Calculator Inputs
Large screens show three columns, smaller screens show two, and mobile shows one.
Example Data Table
| Normal Group | Quotient Group | |N| | |Q| | Action Type | H² Classes | Resulting Diagnostic |
|---|---|---|---|---|---|---|
| C3 | C4 | 3 | 4 | Trivial | 1 | Split direct product of order 12. |
| C5 | C4 | 5 | 4 | Nontrivial | 1 | Split semidirect product of order 20. |
| C2 | C2 | 2 | 2 | Trivial | 2 | Central-extension candidate of order 4. |
Formula Used
1 → N → G → Q → 1
|G| = |N| × |Q|
If gcd(|N|, |Q|) = 1, then the extension splits.
Split + trivial action gives a direct product. Split + nontrivial action gives a semidirect product.
Candidate action–cohomology pairs = known action families × known H² classes.
The cohomology count and action-family count must come from external algebra work or software. They cannot be deduced from group orders alone.
How to Use This Calculator
- Enter labels for the normal subgroup, extension group, and quotient group.
- Provide the orders of the normal subgroup and quotient.
- Enter a center order if you want central-extension diagnostics.
- Add known action-family and H² class counts from your separate algebra analysis.
- Choose whether the action is trivial, nontrivial, or still unknown.
- Mark abelian and solvable properties if you already know them.
- Submit the form to display the result summary above the calculator.

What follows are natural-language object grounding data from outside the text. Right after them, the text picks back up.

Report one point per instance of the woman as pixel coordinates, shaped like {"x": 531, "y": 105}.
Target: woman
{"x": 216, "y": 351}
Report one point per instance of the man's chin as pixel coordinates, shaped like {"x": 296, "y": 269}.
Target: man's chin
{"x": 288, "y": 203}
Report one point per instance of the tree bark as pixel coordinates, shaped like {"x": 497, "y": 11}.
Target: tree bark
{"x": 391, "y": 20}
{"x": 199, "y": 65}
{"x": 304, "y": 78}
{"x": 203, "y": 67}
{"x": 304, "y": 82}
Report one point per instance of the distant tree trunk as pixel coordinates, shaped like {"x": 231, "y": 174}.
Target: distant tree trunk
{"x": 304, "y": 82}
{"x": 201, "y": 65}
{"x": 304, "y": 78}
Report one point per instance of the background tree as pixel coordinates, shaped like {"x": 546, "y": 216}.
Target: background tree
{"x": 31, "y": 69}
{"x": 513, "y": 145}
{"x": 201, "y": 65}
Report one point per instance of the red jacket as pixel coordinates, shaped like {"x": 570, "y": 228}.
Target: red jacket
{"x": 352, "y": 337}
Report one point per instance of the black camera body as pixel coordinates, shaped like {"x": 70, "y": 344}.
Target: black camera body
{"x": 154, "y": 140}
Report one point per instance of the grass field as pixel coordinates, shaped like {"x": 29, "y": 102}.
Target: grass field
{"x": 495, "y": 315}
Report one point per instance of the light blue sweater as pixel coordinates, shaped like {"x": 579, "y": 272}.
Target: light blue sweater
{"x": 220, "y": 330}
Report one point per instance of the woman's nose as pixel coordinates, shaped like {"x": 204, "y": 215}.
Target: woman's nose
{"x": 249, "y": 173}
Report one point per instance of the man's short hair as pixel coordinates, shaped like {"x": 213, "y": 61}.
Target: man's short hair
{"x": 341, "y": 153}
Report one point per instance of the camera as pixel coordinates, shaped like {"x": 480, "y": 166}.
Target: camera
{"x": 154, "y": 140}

- Use the CSV or PDF buttons to export the result table.
Frequently Asked Questions
1. What does this calculator actually compute?
It computes finite extension diagnostics from supplied orders, action data, solvability flags, and known cohomology counts. It summarizes likely structure, splitting behavior, order, and basic inheritance statements.
2. Can it fully classify every extension?
No. Full classification usually requires explicit group actions, cocycles, and equivalence testing. This page organizes those inputs and reports mathematically safe conclusions from them.
3. Why is the H² class count entered manually?
Second cohomology depends on the chosen action and module structure. Orders alone do not determine H², so the tool asks for a count you already computed elsewhere.
4. What does a split extension mean here?
A split extension means the quotient has a complement inside the full group. In finite coprime-order cases, that split is guaranteed by standard extension theory.
5. When does the calculator show a direct product?
It shows a direct-product diagnosis when the extension splits and the action is marked trivial. Under those conditions, the extension behaves like N × Q.
6. What is the central-extension candidate flag?
That flag appears when the action is trivial, the center order exceeds one, and multiple H² classes are supplied. Those conditions can signal non-split central extensions.
7. Why does solvability matter?
If both the normal subgroup and the quotient are solvable, then the whole extension is solvable. This is a useful inheritance rule for finite groups.
8. What does the p-group diagnostic tell me?
If both supplied orders are powers of the same prime, the extension order is also a power of that prime. Then the full group is a finite p-group.